Oct 06, 2016
Do "The DO": that expression was coined by a wonderful voice teacher named Gwynne Geyer to remind her students to stay focused on what they are doing as they sing, instead of being focused on what they are hearing. Training speaking and singing by listening to yourself is an extremely inefficient method. What you hear in your head is vastly different from what the audience hears. That's why most people are so surprised by the sound of their own voices on an answering machine; their voices simply don't really sound they way they think they do. (To prove that to yourself, speak or sing while holding books of music on the sides of your head in front of your ears. The sound you hear then is much closer to what the audience hears because the sound waves are bouncing around the room before they come back to your ears.)
This is one reason I encourage actors and singers to record (and then listen to--don't forget that part!) their voice lessons and or coaching sessions. Actors can also learn a lot by listening to their speaking voices when rehearsing monologues and scenes. The most efficient way to learn to speak and sing is to focus your intention and attention on doing the coordination you are learning, then feeling the sensations and vibrations that result in the body, and--finally--hearing the sound you hear in your head, which (at least in the beginning) may often surprise you when your teacher tells you it is right.

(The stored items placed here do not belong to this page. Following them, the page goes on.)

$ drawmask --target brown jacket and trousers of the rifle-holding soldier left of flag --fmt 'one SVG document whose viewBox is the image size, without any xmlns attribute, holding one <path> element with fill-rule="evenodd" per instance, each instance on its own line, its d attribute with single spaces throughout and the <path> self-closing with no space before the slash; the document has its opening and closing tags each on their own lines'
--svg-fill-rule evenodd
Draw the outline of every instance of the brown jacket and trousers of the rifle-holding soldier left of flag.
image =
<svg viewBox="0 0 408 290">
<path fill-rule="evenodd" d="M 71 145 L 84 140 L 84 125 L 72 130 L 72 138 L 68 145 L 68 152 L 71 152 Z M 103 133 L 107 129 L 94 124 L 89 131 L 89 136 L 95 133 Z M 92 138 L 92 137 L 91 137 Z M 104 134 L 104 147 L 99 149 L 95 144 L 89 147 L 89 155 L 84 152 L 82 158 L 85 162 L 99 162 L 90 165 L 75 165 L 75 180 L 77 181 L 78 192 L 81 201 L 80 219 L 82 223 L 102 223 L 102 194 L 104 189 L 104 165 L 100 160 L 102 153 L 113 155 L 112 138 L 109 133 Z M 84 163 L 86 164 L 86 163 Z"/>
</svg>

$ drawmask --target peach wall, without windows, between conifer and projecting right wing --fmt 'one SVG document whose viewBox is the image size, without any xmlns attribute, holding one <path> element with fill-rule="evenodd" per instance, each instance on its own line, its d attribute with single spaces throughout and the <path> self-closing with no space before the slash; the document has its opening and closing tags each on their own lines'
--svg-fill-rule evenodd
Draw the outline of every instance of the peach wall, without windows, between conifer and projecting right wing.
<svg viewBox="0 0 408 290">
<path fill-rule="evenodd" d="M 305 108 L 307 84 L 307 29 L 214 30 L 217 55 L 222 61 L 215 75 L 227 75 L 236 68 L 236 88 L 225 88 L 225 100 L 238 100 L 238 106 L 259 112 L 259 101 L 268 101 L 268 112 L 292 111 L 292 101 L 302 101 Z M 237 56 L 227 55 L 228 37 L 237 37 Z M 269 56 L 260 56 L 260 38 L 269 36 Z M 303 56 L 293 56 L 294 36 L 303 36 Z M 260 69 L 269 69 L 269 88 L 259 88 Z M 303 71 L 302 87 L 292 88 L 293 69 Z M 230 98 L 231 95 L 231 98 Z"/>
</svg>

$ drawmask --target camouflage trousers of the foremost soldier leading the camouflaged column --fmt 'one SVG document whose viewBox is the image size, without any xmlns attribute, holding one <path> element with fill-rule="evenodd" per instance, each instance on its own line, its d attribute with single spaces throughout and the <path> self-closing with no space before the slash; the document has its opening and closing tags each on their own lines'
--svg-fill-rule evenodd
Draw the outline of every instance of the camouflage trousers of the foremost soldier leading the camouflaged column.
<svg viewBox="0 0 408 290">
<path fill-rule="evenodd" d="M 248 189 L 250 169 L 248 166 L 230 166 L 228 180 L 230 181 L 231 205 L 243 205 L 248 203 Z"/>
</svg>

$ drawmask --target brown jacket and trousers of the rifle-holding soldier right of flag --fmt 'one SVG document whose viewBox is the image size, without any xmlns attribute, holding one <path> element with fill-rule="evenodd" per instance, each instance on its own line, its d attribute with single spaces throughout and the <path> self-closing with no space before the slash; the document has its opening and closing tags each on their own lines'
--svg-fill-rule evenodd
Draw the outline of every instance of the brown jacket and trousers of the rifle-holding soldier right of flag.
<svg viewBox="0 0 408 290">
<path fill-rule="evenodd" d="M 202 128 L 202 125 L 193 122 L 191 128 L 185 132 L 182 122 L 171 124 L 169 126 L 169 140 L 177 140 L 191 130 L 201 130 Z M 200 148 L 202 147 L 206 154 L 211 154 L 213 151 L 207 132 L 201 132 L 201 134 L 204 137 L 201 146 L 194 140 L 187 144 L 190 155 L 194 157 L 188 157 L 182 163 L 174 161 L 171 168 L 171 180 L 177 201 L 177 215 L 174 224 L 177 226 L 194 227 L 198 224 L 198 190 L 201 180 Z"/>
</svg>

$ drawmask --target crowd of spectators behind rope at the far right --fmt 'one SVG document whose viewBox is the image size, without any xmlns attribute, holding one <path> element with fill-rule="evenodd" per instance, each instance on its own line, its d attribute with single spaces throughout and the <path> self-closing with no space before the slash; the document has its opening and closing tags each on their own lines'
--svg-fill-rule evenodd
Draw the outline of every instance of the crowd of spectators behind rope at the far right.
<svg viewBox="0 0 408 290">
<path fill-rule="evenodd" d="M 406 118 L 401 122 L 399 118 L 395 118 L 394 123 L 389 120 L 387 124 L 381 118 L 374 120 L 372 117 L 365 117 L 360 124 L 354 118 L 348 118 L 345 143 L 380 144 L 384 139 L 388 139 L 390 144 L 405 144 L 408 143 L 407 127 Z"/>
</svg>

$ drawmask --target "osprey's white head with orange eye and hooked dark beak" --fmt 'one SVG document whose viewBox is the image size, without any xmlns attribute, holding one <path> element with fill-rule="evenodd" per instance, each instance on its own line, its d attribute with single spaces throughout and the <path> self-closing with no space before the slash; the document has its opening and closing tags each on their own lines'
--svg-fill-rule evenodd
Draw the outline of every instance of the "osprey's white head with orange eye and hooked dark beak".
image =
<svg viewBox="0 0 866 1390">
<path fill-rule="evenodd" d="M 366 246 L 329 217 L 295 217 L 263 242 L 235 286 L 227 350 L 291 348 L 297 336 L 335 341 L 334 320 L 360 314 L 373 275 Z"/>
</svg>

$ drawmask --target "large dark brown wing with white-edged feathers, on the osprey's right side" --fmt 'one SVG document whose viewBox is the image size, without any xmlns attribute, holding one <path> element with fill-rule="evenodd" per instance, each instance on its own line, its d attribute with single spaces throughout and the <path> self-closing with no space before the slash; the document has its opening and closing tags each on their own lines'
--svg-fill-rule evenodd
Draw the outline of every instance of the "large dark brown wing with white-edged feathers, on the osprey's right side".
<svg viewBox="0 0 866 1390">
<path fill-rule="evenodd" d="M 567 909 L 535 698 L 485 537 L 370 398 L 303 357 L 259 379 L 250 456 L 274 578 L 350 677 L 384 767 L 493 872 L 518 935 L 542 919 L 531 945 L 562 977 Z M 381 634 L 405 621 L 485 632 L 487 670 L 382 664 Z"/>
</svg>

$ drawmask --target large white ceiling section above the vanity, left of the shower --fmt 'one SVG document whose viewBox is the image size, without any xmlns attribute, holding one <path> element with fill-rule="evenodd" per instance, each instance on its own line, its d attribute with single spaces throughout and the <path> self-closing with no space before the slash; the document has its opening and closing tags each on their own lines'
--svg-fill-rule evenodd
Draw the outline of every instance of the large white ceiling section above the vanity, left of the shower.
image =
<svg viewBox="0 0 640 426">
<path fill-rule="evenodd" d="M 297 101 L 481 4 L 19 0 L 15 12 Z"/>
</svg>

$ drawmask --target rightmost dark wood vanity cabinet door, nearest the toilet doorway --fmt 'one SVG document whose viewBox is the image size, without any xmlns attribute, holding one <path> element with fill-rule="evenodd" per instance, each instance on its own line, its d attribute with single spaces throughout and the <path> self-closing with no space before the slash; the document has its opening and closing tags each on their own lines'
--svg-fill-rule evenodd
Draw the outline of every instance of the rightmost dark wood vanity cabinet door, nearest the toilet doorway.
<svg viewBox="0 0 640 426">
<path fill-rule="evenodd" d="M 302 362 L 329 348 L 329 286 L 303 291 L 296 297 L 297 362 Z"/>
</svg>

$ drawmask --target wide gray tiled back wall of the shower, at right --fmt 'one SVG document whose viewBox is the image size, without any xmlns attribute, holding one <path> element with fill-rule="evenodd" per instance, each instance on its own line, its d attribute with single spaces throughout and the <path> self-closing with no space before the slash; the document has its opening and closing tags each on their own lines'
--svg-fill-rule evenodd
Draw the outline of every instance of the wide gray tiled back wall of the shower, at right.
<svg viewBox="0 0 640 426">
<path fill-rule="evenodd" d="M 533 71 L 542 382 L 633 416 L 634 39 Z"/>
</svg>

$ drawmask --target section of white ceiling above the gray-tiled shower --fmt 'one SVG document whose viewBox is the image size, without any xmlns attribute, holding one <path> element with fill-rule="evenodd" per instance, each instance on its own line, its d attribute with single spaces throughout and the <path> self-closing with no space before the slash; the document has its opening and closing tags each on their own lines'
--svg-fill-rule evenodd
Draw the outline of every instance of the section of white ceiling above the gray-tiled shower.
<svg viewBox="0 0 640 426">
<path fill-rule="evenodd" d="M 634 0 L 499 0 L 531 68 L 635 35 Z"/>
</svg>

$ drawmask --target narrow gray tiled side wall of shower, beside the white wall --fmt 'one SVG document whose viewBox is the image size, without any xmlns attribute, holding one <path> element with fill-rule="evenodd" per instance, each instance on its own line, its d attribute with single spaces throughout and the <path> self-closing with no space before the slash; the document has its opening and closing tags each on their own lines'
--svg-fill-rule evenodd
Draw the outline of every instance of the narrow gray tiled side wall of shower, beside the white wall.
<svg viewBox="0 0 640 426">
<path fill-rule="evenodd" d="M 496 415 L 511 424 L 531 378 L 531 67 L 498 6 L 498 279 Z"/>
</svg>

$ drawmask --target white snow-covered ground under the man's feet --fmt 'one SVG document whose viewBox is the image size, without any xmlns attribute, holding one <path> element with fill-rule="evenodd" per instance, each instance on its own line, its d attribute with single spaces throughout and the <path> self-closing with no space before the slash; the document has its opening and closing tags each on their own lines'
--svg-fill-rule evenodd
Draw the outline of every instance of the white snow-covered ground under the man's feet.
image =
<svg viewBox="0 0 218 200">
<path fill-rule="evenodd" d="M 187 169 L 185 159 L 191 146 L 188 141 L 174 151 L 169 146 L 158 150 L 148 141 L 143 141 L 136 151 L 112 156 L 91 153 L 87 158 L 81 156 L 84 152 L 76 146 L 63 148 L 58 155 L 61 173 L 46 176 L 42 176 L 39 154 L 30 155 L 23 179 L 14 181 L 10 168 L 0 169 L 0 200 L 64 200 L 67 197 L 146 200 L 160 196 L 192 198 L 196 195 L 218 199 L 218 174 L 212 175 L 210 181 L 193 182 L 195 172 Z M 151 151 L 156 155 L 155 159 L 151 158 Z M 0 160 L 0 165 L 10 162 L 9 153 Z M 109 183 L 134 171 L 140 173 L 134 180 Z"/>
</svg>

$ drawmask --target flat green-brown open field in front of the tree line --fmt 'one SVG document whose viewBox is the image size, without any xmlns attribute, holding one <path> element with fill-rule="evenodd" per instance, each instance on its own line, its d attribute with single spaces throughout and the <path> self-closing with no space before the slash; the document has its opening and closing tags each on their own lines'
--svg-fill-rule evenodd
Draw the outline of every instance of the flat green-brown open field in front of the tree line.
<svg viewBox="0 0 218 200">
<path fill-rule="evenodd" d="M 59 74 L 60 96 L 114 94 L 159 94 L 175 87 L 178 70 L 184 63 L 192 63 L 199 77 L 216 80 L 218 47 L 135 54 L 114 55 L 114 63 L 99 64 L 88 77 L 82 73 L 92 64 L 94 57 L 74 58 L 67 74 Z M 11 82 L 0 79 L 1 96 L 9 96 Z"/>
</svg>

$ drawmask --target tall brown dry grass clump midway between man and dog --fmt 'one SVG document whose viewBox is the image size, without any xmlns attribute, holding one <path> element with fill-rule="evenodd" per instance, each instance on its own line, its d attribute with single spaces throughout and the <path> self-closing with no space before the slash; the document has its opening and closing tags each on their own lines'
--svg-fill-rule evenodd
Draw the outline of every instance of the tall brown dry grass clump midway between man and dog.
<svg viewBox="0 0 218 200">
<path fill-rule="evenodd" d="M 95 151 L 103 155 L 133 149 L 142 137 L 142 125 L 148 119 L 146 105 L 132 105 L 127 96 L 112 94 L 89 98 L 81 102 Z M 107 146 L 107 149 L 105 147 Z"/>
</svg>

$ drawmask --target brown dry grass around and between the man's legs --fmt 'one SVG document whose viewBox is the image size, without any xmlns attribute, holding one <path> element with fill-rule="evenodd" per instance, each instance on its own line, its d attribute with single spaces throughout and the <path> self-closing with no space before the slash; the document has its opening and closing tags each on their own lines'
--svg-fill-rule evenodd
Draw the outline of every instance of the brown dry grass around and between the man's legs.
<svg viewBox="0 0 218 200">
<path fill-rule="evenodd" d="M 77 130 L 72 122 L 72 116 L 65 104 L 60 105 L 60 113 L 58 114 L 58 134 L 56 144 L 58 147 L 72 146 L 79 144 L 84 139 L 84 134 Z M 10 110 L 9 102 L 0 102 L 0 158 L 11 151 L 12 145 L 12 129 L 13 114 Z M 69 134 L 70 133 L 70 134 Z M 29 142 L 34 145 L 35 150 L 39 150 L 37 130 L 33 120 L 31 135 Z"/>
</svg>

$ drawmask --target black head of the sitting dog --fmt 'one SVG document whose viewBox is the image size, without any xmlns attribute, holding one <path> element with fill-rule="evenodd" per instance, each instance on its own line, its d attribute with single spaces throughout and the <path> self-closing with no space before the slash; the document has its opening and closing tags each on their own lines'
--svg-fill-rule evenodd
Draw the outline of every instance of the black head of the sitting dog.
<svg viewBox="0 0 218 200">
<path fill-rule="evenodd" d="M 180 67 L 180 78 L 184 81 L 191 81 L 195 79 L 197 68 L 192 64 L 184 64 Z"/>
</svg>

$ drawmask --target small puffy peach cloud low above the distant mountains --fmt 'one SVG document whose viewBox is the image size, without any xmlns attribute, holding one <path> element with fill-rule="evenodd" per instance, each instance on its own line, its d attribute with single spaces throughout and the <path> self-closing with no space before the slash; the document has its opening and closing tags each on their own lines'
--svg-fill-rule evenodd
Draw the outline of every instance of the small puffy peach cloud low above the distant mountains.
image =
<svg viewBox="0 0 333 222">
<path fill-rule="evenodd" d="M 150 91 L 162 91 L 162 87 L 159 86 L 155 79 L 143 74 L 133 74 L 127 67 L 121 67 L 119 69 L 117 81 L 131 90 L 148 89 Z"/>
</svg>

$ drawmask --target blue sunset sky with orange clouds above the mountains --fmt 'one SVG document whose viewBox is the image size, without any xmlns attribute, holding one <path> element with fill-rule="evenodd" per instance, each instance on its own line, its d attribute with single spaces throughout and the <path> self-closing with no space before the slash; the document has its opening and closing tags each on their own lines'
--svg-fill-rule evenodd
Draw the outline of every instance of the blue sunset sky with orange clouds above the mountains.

Once you know what you're doing, the desire to make a certain sound guides you and ignites the corresponding "muscle memory." This is something all great speakers and singers experience, even if they don't understand how it works. But, you don't get that result until the muscle memory has been trained. That's what the lessons are for. So much unhappiness in learning to speak and sing comes from using the sound as the starting point, rather than the ending point. In developing Hennessy Breath & BodyWork and the DVD Voice at the Center, I strived to create a precise and clear methodology in the approach, which I think of as “The Do.” Then, learning to create the optimal performing instrument--your whole body in optimal alignment and openness--is simply Doing The Do over and over until the “muscle memory” is created.